Gordon-Saker said the case was ‘huge and hard fought’ but that the detailed assessment proceedings were just as keenly contested. They started in 2017 when the claimant applied – unsuccessfully – for directions that the detailed assessment should be heard in two tranches. This had been argued on the basis that producing a detailed bill could take up to two years and cost £2.5m. The application was dismissed as the judge ruled that a paying party was entitled to know at the outset what was being claimed.

The claimants served a bill in January 2019 for around £53m, including disbursements of more than £30m. There were then 40 documents schedules, one for each month, of which, individually, seven were over £1m and 15 were between £500,000 and £1m. The documents schedules ran to over 2,000 pages.

The defendant served points of dispute running to 289 pages and served replies in December 2019.

The court heard that the defendant made ‘recurring criticisms’ about how the claimant’s solicitors had recorded their time.
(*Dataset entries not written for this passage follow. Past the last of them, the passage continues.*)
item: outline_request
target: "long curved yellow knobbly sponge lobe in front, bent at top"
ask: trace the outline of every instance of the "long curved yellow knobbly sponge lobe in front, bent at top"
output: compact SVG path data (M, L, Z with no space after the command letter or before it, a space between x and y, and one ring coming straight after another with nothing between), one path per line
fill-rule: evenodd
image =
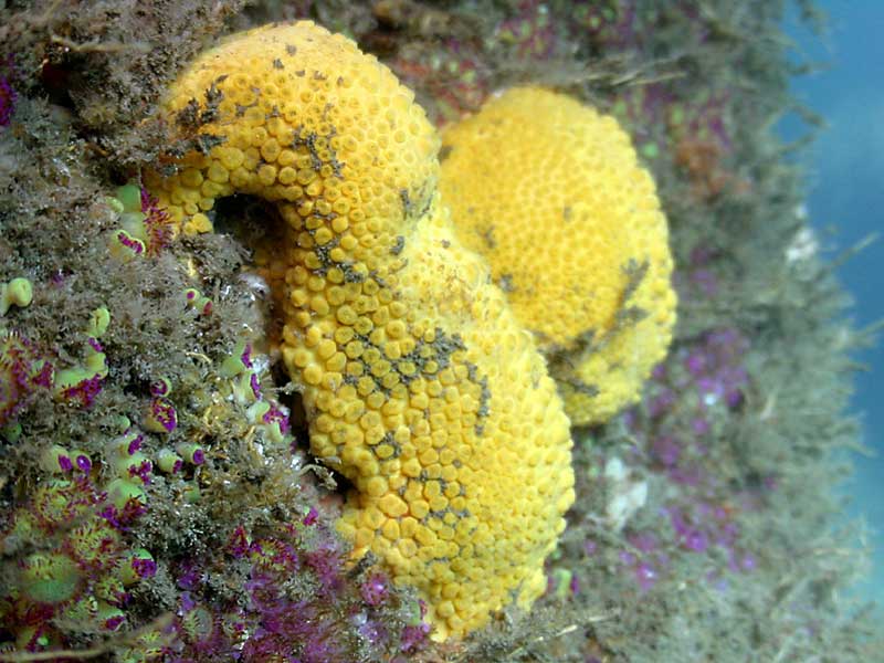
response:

It was submitted that descriptions were inadequate to identify precisely what work had been done and that most composite entries did not divide the time spent between different tasks.

Despite the claimant’s costs lawyer attempting to explain in detail what tasks had been done, the judge recorded there were few attendance notes or files notes.

Gordon-Saker said the way in which time was recorded and the absence of complete files led to ‘substantial reductions’ and overall the costs had come down by around 32%. He further ruled that the claimant should not be entitled to all of its costs of the detailed assessment and he reduced these by 30%.